Des critères d’analyse biaisés

Pour ce gouvernement et ses experts qui substituent à la réalité du vécu des premierEs concernéEs des statistiques et des cartographies, leurs projets s’appuient sur deux indicateurs de l’enseignement professionnel : les statistiques des élèves poursuivant leurs études après le bac et ceux ayant un emploi six mois après leur sortie du lycée (« critère d’employabilité »). L’objectif ? La fermeture des filières dont les résultats seraient en-dessous de moyennes définies « on ne sait comment ». Un pur déni d’analyse ! Car il est évident que le résultat des réformes Darcos et Blanquer ont laminé les possibilités des élèves de LP de poursuivre des études et de trouver rapidement un emploi. Darcos avait supprimé plus d’une année d’enseignement, en passant le bac pro de 4 à 3 années d’enseignement, avec en plus un allègement du nombre d’heures hebdomadaire, donc une diminution du volume des enseignements aussi bien professionnels que généraux. La réforme Blanquer de 2019 a supprimé 12 % des emplois du temps et en plus transformé des horaires disciplinaires (français, maths ou enseignement pro) en dispositifs sans contenu ni objectif clair pour les élèves : accompagnement, co-intervention, chef-d’œuvre. Et c’est pourtant là l’apport essentiel de l’école. Il ne s’agit pas de « trouver un métier », dont on ne pourrait jamais changer, mais au contraire de transmettre des connaissances, des savoirs et savoir-faire qui permettent l’autonomie des jeunes dans le monde du travail. En coupant cette branche, Macron vise à diminuer les possibilités d’émancipation de la jeunesse. Cette réforme a largement de quoi démotiver des élèves et les pousser à décrocher d’une formation qui ne leur permet ni de progresser dans leur ouverture à des cultures générales ni de ­maîtriser un domaine professionnel.
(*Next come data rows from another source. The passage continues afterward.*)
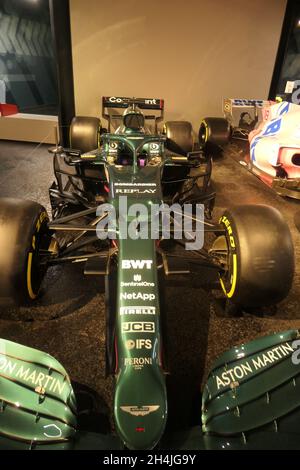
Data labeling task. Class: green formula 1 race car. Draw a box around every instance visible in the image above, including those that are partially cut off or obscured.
[0,97,299,450]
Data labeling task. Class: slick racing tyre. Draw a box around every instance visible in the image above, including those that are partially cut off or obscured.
[215,205,294,308]
[70,116,101,153]
[0,198,50,305]
[199,118,231,154]
[163,121,194,155]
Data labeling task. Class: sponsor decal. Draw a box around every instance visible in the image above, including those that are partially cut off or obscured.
[215,343,294,390]
[121,281,155,287]
[121,274,155,287]
[125,338,152,350]
[120,405,159,416]
[109,96,123,103]
[122,259,153,269]
[0,356,68,395]
[120,292,155,301]
[43,424,62,439]
[114,183,157,194]
[233,99,264,108]
[122,321,155,333]
[145,98,157,104]
[120,306,156,315]
[116,188,156,194]
[124,357,152,370]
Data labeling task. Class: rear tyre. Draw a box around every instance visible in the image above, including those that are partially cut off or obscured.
[215,205,294,308]
[163,121,194,155]
[0,198,50,305]
[199,117,231,155]
[70,116,101,153]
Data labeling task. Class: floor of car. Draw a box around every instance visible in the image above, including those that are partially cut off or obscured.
[0,141,300,436]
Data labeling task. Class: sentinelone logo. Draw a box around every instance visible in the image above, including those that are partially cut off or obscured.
[96,196,204,250]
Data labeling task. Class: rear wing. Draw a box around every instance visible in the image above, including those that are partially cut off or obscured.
[102,96,165,132]
[223,98,272,133]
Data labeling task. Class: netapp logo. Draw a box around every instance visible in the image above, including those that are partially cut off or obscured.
[120,292,155,301]
[120,306,156,315]
[122,259,153,269]
[122,321,155,333]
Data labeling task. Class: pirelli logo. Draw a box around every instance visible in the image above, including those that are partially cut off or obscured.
[122,321,155,333]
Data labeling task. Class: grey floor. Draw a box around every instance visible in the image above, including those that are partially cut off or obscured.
[0,141,300,434]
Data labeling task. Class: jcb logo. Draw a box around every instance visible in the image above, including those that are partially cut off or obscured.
[126,339,152,349]
[122,321,155,333]
[122,259,153,269]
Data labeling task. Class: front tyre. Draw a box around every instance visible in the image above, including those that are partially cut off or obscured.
[0,198,50,305]
[219,205,294,308]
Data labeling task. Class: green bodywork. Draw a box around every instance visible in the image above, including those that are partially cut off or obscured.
[0,339,77,449]
[0,328,300,450]
[109,152,167,449]
[0,126,300,450]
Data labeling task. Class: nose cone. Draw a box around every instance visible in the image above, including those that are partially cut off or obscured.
[114,366,167,450]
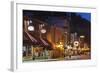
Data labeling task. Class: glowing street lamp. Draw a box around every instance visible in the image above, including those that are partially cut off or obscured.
[41,29,46,33]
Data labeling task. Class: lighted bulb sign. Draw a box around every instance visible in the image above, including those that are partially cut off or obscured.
[74,41,79,47]
[41,29,46,33]
[28,26,34,31]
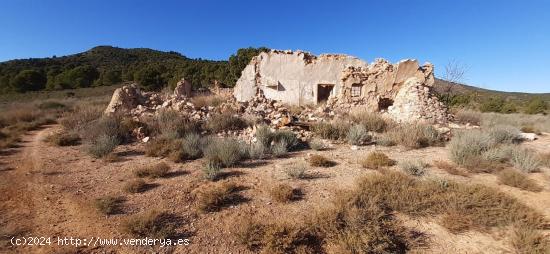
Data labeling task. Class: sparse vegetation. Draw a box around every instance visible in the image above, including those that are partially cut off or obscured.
[498,169,542,192]
[269,183,299,203]
[433,161,469,177]
[134,162,170,178]
[359,151,395,169]
[311,121,350,140]
[122,210,176,239]
[204,138,246,167]
[124,179,147,193]
[45,131,80,146]
[206,113,248,133]
[285,162,307,179]
[309,154,336,168]
[197,182,241,212]
[511,148,542,173]
[377,124,442,149]
[94,196,124,215]
[398,160,429,176]
[347,125,371,145]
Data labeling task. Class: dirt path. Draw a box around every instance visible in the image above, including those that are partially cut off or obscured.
[0,126,134,253]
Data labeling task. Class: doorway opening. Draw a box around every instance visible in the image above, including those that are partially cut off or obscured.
[317,84,334,103]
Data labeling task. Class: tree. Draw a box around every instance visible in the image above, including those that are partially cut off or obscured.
[525,98,548,115]
[11,70,46,93]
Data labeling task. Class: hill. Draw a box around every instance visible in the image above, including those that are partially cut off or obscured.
[0,46,266,93]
En finir avec « l’orientation subie » Macron dixit

Outre ces raisons qui font de plus en plus du LP une orientation subie, il y a évidemment la construction sociale du modèle de réussite que l’école reproduit mécaniquement générant frustration, sentiment d’échec et manque de confiance en soi dans toute une partie de la jeunesse. À commencer par les enfants des milieux populaires qui forment plus de 90 % des élèves orientés en LP. Mécanismes qui vont être démultipliés par cette « réforme » qui, si elle passait, en appellerait d’autres. Car il ne s’agit même plus de vouloir remplacer le LP par l’apprentissage. Des pseudo-conversations avec les partenaires sociaux, la double tutelle des LP (Éducation nationale et Travail-Emploi) a bien retenu les message des syndicats patronaux : ils ne veulent pas des élèves de LP dans leurs entreprises, trop compliqué de les gérer. 

Au fond, le patronat a besoin de deux types de travailleurEs : une catégorie bardée de qualifications ultraprécises qui accompagneront la prochaine évolution industrielle, et des exécutantEs, qui intégrent leur place subalterne dans la société, qui s’y résignent et ne rechignent pas à tout ce qui leur sera imposé dans un parcours de vie sous le signe de la précarité généralisée. C’est donc une question politique pour toutes et tous, pas seulement pour les personnelEs et usagerEs de l’école, qui suppose d’en finir avec Macron et son monde. C’est pourquoi il faut réussir la grève du 30 mai contre cette entreprise de destruction et s’appuyer sur le 6 juin pour continuer.